The Sparrow ruffled his feathers, and pecked at them, as if half expecting to find the repartee there; but not succeeding, he was just about to fly at the Swallow and drive her from her perch, when lo! a little maiden of seven years old came running and dancing into the orchard, and made for the very tree on which the birds were perching. The Blackbird went off instantly with a loud cackle; the Sparrow chattered excitedly and went off too; the Robin departed very quietly to another part of the orchard; and the Starling, Chaffinch, and others made off as fast as they could go. Only the Swallow and the Wren were left; neither of them were a bit frightened.
“Now by the salt wave of the Mediterranean, which I have so often crossed,” said the Swallow, “I am glad we were spared that repartee.”
“Now by the sweet juices of a green caterpillar, which I have so often sucked,” said the Wren, “I am glad we have come to the end of this folly.

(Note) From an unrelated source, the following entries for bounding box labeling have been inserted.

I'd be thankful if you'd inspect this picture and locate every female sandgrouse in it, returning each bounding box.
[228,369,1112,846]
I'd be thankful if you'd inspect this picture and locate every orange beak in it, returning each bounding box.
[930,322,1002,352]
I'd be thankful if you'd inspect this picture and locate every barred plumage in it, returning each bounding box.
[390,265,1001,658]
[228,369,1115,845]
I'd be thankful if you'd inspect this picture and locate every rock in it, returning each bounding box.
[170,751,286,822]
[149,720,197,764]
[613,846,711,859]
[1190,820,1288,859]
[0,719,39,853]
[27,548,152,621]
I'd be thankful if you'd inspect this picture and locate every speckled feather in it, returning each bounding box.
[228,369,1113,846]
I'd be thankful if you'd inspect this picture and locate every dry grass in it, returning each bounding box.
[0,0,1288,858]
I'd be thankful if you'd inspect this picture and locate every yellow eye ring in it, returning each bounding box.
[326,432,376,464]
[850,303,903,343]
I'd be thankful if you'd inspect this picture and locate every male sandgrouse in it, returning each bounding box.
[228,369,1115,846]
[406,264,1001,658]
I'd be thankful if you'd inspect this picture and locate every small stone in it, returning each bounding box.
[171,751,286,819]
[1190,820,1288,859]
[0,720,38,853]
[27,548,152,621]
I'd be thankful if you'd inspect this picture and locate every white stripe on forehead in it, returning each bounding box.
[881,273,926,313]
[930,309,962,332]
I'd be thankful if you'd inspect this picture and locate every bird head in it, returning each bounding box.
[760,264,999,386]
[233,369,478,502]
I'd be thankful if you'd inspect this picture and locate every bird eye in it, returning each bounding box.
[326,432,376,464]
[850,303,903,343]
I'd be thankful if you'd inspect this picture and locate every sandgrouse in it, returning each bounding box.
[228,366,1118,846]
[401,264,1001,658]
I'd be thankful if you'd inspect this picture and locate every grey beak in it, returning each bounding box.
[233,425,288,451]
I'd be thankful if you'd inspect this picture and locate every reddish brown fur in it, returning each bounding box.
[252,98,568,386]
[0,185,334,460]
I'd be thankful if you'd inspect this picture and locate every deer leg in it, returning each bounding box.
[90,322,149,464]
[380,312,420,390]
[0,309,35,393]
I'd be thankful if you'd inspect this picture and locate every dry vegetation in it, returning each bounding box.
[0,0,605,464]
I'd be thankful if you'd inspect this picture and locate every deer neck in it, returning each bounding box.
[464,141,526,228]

Good-night; the sun has set. There’s a bat; I really must get home.”
The Swallow was left alone. “Well,” said she to herself, “once is enough; I’ll not ask them to have another debate. I’m glad I didn’t hear the speeches. We swallows trust in man, and he loves us; but we cannot understand him, nor he us. But we live all our lives by love and trust,” said she, as she opened her wings to fly; “as for understanding, that must wait.”
She was gone, and the orchard was silent again.